L’ethnopsychiatrie, ou comment être à la maison

Mireille Reymond Dollfus, pasteure auprès des migrants
24 avril 2024
Migrants
Ethnopsychiatrie: approche clinique des désordres psychiques d'une personne en fonction des normes du groupe culturel dans lequel elle a grandi et qui l'ont construite.

La première fois que j’ai entendu parler d’ethnopsychiatrie, j’ai d’abord eu l’impression d’être à la maison tellement le processus de devoir faire le passage d’une culture à l’autre m’était familier. N’est-ce pas ce à quoi nous sommes formés comme théologiens pendant plusieurs années à l’université? Apprendre les langues (grec et hébreu), comprendre les notions anthropologiques qu’elles véhiculent, situer le mode de vie d’alors et l’environnement géopolitique, ainsi que, bien sûr, la manière de se représenter Dieu et la relation que les humains de ce temps-là pouvaient entretenir avec lui.

C’est bien tout cela qui est nécessaire pour lire et restituer au mieux les textes bibliques afn de savoir ce qu’ils peuvent nous dire aujourd’hui dans notre culture et nos représentations du monde si différentes de celles du Proche-Orient d’il y a deux ou trois mille ans. En fait, c’est ce que l’on pourrait appeler du métissage. Apprendre ou «prendre» des manières d’être ou de penser d’une autre culture pour le faire sien, comme une richesse que l’on s’approprie.

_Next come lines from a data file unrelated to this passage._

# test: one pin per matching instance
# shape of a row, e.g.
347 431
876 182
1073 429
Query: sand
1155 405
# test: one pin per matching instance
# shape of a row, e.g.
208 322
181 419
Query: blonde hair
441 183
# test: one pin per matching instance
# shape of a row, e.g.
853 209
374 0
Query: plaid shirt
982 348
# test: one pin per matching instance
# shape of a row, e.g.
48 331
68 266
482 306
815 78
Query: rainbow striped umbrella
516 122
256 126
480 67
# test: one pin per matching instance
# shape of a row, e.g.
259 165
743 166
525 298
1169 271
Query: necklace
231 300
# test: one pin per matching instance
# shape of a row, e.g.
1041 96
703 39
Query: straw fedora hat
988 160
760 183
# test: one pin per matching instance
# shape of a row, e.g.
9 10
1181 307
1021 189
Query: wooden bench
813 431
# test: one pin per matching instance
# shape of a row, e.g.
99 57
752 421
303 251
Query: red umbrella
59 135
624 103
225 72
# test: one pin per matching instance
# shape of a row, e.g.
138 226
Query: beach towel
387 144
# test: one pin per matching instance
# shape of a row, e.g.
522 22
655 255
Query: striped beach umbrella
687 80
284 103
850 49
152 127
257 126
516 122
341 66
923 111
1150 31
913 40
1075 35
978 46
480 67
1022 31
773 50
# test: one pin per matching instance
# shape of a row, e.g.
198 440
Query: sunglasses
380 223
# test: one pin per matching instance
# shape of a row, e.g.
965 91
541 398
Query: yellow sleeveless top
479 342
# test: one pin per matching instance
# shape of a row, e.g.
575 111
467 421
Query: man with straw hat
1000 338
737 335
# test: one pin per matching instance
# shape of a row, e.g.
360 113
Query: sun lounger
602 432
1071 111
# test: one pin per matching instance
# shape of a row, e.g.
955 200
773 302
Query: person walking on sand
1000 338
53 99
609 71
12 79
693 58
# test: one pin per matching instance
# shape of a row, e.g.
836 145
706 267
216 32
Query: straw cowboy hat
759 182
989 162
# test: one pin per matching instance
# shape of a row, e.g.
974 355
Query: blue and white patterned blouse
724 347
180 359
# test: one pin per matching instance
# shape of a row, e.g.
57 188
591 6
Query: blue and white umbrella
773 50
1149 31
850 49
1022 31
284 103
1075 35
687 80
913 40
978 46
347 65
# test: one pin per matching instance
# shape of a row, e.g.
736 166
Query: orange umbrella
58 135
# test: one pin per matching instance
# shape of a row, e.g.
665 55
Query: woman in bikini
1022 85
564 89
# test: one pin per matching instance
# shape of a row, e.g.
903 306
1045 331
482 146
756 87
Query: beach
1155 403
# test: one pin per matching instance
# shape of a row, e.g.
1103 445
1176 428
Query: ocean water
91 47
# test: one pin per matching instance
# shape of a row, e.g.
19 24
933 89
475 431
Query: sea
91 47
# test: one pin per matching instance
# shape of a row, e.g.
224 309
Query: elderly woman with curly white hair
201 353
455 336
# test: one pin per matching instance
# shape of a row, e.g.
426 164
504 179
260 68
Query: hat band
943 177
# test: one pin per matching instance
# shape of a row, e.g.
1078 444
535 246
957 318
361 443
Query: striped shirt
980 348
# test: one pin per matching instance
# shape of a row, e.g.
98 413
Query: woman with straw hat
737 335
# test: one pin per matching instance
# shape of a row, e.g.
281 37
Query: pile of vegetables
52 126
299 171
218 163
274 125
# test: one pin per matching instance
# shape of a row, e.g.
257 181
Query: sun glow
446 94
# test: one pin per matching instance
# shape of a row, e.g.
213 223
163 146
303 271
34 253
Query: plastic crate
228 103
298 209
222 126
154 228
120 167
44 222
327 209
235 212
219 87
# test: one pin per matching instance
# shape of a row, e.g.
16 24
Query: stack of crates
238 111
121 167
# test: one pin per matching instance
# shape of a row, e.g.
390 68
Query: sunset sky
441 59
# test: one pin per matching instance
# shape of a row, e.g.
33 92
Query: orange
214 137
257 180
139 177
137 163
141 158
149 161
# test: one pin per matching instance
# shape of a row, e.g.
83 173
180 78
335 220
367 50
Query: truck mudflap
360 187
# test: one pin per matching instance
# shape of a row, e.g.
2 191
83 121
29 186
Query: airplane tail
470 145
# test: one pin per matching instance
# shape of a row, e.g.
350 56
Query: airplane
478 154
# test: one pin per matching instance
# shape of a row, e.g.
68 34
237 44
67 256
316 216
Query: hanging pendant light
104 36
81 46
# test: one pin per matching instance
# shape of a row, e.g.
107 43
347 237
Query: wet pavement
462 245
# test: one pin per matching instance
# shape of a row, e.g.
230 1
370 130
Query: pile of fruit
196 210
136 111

Si l’ethnopsychiatrie dont j’entendais parler pour la première fois il y a 25 ans me semblait si familière, c’est parce qu’elle postule une démarche très semblable, avec un accent important sur les représentations de la mort, de la maladie, des soins à donner dans la maladie, et parfois du mal intentionnel. Essayer ainsi de discerner comment l’autre pense, ce qui le constitue, comment sa culture l’a construit intérieurement, et du coup comment il réagit. Comment il réagit à ce qui lui est arrivé au pays, ou sur la route pour venir jusqu’ici, mais surtout comment il réagit à ce qui lui arrive ici, dans un univers culturel où il arrive mal équipé et dont il ne partage ni la tradition, ni les représentations, ni les valeurs. Comment va-t-il faire pour rester lui-même, pour rester debout, tout en se transformant?

Outils

Deux outils sont alors essentiels à l’ethnopsychiatrie pour s’engager sur ce chemin: le groupe et le référent culturel. Le groupe, c’est dix ou quinze co-thérapeutes, issus de divers univers linguistiques, culturels, professionnels ou même religieux: ce groupe constitue ainsi un espace interculturel favorable à l’expression de différents points de vue. Le référent culturel, lui, vient de la même ethnie, parle la même langue que la personne qui vient nous voir. Mais il n’est pas là uniquement pour traduire: en fait, c’est lui l’exégète, celui qui explique au groupe ses représentations culturelles et qui va nous permettre tous ensemble de construire un récit qui ait du sens.

«Quand un migrant change de culture en emportant avec lui un morceau de son monde d’origine, il est beaucoup moins désorienté puisqu’il garde autour de lui des repères de son passé qui lui permettent d’apprendre plus rapidement les repères de sa culture d’accueil», disait Cyrulnik(a). Refuser d’entendre qui est l’autre, d’où il vient, ce qu’il a traversé, et ce à quoi il se heurte ici, lui refuser même une existence juridique, c’est forcément l’acculer dans une impasse dont on ne sait comment il sortira. Et pour ne pas être avec lui acculés dans une impasse sociale, même s’il nous force à faire mille pas pour comprendre ce qu’il vit et qu’il reste debout, nous voulons être prêts à en faire deux mille(b) pour le respecter. C’est ainsi qu’il pourra être riche de deux cultures, la sienne et la nôtre, et nous avec lui.